A) The total number of legal boards with fewer pieces than the current position
B) The number of Xs minus the number of Os on the board
C) The index of the first blank slot on the board
D) The number of winning positions reachable from the current state

Answer: A — The bias is an offset that skips over all the hash entries already used by boards with fewer total pieces. It counts all the legal boards in every earlier bucket in the zigzag pattern, so that boards with different piece counts never collide in the hash table.

Q5: The combinatorial hash reduces Tic-Tac-Toe from 19,683 entries to 6,046. What is the main reason this reduction is possible?

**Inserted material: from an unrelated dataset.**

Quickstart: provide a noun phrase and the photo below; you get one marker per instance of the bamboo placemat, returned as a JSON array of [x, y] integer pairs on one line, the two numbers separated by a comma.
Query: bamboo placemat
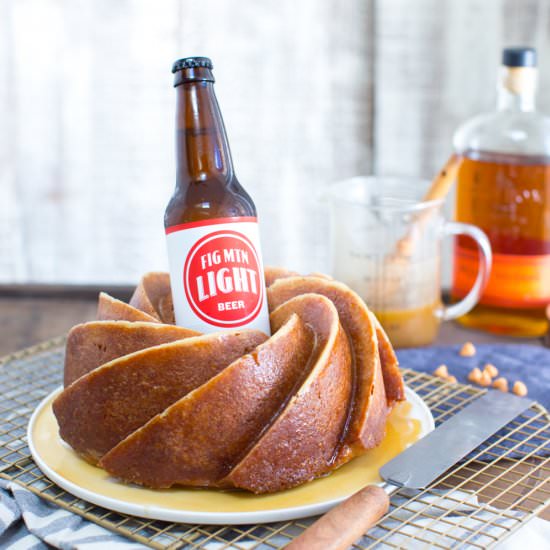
[[476, 504]]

A) Many board states are symmetric and can be merged into one entry
B) The solver only visits positions reachable from the starting state
C) Game rules constrain which piece counts are legal, eliminating thousands of impossible boards
D) Tic-Tac-Toe ends before all 9 slots are filled in most games

Answer: C — The reduction comes from applying the alternating-turns rule: X always goes first, so the count of Xs is always equal to or one more than the count of Os. This eliminates all boards that violate this constraint, shrinking the table from 19,683 naive encodings down to the 6,046 boards that can actually arise in a real game.